President Donald Trump’s Cabinet picks brought a raft of high-profile, highly unqualified types like Health Secretary Robert F. Kennedy Jr., Defense Secretary Pete Hegseth, and Transportation Secretary Sean Duffy. But we already know all about their staggering amount of shortcomings. What about the less well-known nominees, the small-timers hoping to get into the slightly lower rungs of government service despite having no skills to do so?
When it comes to pushing these motley nominees through Congress, the administration has one strategy: inflating their credentials. The fact that they have to do so highlights that the administration that says it is hiring on merit is instead just a dumping ground for grifters and lower-tier influencers.
Bryan Bedford, Trump's nominee to run the Federal Aviation Administration, testifies at the Senate Commerce, Science, and Transportation Committee on Capitol Hill in Washington, on June 11.
Over the weekend, we learned that Trump’s pick to run the Federal Aviation Administration, Bryan Bedford, seems to have lied about holding a commercial pilot license. This was no momentary error, as Bedford’s page on the Republic Airways’ website, where he is currently president and CEO, listed him as holding a commercial license back to at least 2010. When Bedford spoke at conservative Liberty University in 2019, he was introduced as holding “commercial, multi-engine and instrument pilot ratings.”
While Bedford doesn’t have a commercial pilot license, he does have a television appearance on CBS’s “Undercover Boss.” Bedford went undercover at his own airline by posing as a flight attendant for the show, a move which landed him in hot water with the FAA because actual flight attendants go through safety training and have to adhere to government regulations.
So what does the administration do with the fact that for at least 15 years, Bedford lied about holding a license in the exact field he would now regulate? First, they tried flat denial, saying Bedford “never misrepresented his credential; it was an administrative error that was immediately corrected.” What administrative error that might be is left to the imagination.
The airline website was “immediately corrected” after being wrong for 15 years? Then the DOT pivoted, parsing words in the most dishonest way possible to try to cover for Bedford. Sure Bedford said he had a commercial license, but he never “personally nor publicly claimed to be a commercial airline pilot.” Of course, that’s not the issue. Bedford claimed to hold an aviation license he does not, which isn’t the same as saying you’re a commercial airline pilot.

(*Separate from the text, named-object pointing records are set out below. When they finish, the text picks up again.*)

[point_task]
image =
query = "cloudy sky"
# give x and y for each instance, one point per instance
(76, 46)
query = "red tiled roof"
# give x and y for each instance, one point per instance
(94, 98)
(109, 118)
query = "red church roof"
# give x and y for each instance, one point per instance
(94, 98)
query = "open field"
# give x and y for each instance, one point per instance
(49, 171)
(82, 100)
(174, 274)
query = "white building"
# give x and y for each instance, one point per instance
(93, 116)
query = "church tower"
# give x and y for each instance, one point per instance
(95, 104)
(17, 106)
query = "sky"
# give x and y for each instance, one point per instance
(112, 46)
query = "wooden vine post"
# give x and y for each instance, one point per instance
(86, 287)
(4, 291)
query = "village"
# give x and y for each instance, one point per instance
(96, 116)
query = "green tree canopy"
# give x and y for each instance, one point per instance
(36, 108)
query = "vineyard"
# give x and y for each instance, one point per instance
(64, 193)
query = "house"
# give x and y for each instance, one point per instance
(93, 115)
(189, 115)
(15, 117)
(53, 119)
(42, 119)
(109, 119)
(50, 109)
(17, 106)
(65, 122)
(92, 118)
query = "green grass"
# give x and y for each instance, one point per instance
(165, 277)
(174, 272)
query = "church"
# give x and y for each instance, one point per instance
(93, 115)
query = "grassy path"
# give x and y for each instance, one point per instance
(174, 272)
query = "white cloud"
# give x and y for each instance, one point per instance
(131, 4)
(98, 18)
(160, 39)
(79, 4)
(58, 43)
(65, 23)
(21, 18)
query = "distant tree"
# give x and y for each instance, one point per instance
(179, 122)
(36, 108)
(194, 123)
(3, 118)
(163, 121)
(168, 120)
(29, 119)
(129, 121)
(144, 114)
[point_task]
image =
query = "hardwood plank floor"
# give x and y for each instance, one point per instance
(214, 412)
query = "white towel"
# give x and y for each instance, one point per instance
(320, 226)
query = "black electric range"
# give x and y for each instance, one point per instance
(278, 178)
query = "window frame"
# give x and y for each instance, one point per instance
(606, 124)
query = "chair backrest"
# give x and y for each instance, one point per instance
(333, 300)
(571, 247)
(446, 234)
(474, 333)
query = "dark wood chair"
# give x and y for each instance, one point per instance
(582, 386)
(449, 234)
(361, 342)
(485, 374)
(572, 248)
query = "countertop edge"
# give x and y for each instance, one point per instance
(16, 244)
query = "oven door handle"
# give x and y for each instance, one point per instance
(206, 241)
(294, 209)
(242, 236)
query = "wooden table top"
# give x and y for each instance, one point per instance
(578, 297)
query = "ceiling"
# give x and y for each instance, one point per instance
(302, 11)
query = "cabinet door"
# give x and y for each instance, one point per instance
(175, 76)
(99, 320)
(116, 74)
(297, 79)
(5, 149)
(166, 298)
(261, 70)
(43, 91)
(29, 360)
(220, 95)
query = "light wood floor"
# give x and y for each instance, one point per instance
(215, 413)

Bedford isn’t the only subpar candidate that the administration has to inflate credentials for. Casey Means is Trump’s latest surgeon general pick after his previous choice, Janette Nesheiwat, was ousted because conspiracy-theorist and 9/11 denier Laura Loomer thought she wasn’t anti-vaxx enough. Means has never practiced and left her residency before completing it. Instead, she’s spent her time hawking dubious wellness products while also failing to disclose she has a financial relationship with those companies.
Dr. Casey Means, a wellness influencer, left, and journalist Megan Kelly, attend a confirmation hearing for RFK Jr. for the Secretary of Health and Human Services post, at the Capitol in Washington on Jan. 29.
Kennedy knows full well this isn’t the sort of resume a surgeon general should have, but he doesn’t really have a lot to work with as far as Means’ meager resume. So he’s tried to hype her time in medical school and her residency, a distinctly weird thing for someone who is supposed to be experienced enough to oversee America’s health.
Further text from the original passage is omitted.